NPU Inference Job

NPU inference jobs in "Typical Scenarios" are classified into the following types:

Basic Process of NPU Inference Jobs Using Volcano as the Scheduler

Create an inference job of the Deployment type.
  • Deployment resource example
    apiVersion: apps/v1
    kind: Deployment
    metadata:
      name: infer
    spec:
      replicas: 1
      selector:
        matchLabels:
          app: infers
      template:
        metadata:
          labels:
             app: infers
        spec:
          schedulerName: volcano
          nodeSelector:
            host-arch: huawei-arm
          containers:
          - image: infer:latest
            imagePullPolicy: IfNotPresent
            name: infer
            command: xxxx
            resources:
              requests:
                huawei.com/Ascend310: 1
              limits:
                huawei.com/Ascend310: 1
            volumeMounts:
              - name: ascend-driver
                mountPath: /usr/local/Ascend/driver
          volumes:
            - name: ascend-driver
              hostPath:
                path: /usr/local/Ascend/driver
    • Generally, the value of replicas is 1.
    • The schedulerName of the scheduler must be Volcano.
    • By default, nodeSelector supports only the key-value pairs configured in the YAML file when Volcano is started and the host-arch label must be used. For details about how to add a user-defined selector, see Volcano Scheduling Configuration.
    • Change the NPU resource name and quantity in the request and limit. You can view the node details in the Kubernetes cluster to determine the NPU resource types that can be used by the nodes, such as the devices, NPUs after virtual instance implementation, and Ascend310/Ascend310P.
    • Currently, only one container in a pod can use NPUs.
    • Mount driver-related directories.

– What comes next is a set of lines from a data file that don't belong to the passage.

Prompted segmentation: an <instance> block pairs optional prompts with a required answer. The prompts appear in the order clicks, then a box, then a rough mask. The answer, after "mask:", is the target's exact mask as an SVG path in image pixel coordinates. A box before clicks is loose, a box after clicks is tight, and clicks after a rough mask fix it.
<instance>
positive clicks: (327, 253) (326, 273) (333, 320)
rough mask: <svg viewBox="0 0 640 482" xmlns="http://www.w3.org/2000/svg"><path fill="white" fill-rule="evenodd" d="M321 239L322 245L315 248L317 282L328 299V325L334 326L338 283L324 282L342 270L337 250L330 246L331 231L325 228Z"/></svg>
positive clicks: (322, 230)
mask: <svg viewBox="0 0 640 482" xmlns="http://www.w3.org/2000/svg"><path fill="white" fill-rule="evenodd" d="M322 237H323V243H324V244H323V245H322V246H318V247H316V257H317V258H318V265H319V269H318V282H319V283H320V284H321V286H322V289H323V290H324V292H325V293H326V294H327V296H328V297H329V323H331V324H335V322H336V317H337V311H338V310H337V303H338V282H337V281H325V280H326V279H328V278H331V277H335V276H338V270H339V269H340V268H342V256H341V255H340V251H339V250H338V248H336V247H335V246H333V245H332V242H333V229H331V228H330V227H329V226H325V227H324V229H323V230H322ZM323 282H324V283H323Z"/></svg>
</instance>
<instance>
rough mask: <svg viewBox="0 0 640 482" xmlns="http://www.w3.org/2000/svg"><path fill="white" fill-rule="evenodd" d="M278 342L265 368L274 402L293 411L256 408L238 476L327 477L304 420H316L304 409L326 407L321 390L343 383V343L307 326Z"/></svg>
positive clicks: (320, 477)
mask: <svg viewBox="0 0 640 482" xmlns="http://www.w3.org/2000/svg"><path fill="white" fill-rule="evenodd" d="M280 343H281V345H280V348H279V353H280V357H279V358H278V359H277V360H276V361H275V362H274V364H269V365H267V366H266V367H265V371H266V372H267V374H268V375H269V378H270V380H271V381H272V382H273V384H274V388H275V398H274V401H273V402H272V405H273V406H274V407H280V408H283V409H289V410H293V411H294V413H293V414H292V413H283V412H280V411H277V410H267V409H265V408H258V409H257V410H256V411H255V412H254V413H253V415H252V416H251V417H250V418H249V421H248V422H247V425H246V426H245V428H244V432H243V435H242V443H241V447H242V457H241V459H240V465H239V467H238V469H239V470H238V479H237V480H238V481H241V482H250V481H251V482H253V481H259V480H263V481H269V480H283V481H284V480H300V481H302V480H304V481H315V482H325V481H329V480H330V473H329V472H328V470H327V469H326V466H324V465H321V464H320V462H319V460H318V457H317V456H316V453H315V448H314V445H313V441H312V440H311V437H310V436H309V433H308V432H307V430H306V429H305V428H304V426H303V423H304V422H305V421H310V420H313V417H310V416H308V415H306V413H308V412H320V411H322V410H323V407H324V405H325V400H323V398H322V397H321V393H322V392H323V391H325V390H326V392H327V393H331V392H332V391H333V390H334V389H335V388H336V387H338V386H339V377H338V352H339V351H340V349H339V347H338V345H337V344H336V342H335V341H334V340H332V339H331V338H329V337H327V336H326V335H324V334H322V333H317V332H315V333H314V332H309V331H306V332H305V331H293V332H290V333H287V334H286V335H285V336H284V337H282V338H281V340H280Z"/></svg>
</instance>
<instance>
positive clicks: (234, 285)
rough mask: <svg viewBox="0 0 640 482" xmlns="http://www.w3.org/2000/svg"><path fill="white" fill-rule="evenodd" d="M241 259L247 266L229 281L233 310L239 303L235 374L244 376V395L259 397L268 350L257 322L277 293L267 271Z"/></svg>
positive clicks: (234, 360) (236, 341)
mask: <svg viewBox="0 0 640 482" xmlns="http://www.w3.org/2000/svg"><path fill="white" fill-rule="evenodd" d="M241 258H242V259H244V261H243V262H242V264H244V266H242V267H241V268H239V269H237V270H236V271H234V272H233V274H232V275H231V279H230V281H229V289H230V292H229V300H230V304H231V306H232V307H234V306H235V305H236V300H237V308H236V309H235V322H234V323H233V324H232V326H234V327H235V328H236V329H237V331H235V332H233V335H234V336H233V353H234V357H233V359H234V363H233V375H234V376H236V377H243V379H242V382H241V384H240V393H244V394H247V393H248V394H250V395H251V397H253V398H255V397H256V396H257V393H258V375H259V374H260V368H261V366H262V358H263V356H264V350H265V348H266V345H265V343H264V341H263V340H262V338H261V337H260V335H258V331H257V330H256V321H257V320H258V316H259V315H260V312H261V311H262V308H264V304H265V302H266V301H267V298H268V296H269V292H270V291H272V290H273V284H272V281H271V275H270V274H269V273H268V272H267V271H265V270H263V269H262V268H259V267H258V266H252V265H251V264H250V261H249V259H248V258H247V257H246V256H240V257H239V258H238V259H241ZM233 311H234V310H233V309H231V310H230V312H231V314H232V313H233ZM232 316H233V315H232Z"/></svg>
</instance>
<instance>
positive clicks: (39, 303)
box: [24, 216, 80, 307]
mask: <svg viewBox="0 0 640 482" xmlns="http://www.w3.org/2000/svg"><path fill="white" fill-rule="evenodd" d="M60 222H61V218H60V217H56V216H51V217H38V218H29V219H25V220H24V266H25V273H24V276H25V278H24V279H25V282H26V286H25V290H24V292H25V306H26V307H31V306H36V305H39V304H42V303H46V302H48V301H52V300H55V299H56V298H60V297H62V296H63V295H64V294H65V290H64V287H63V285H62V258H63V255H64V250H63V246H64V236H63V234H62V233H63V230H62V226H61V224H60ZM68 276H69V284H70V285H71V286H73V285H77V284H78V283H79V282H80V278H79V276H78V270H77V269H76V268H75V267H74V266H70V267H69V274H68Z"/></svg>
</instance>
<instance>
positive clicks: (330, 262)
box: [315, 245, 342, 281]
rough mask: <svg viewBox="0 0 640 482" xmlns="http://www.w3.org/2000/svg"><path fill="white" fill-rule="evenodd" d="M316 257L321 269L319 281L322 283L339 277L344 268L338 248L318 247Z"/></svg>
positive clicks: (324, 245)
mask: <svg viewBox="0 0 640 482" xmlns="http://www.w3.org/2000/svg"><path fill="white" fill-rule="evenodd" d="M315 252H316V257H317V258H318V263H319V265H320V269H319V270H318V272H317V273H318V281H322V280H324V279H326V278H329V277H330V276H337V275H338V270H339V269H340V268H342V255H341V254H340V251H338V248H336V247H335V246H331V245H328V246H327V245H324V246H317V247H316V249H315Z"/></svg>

If either of the following conditions is not met, you need to mount driver-related directories.
      • When the startup parameter useAscendDocker of the Ascend Device Plugin is set to true and the Ascend Docker Runtime has been installed and takes effect, the driver-related directories installed in /usr/local/Ascend are automatically mounted.
      • When the startup parameter useAscendDocker of the Ascend Device Plugin is set to false, the driver-related directories installed in /usr/local/Ascend are automatically mounted.
    • You need to mount model code paths, and add other required content, such as environment variables.
    • You need to set the container startup command, which corresponds to the command field in the YAML file.

Basic Process of NPU Inference Jobs Not Using Volcano as the Scheduler

Use a resource type, such as Job or other resource types, to create an inference job. For details about how to create Job resources, see the official examples of Kubernetes.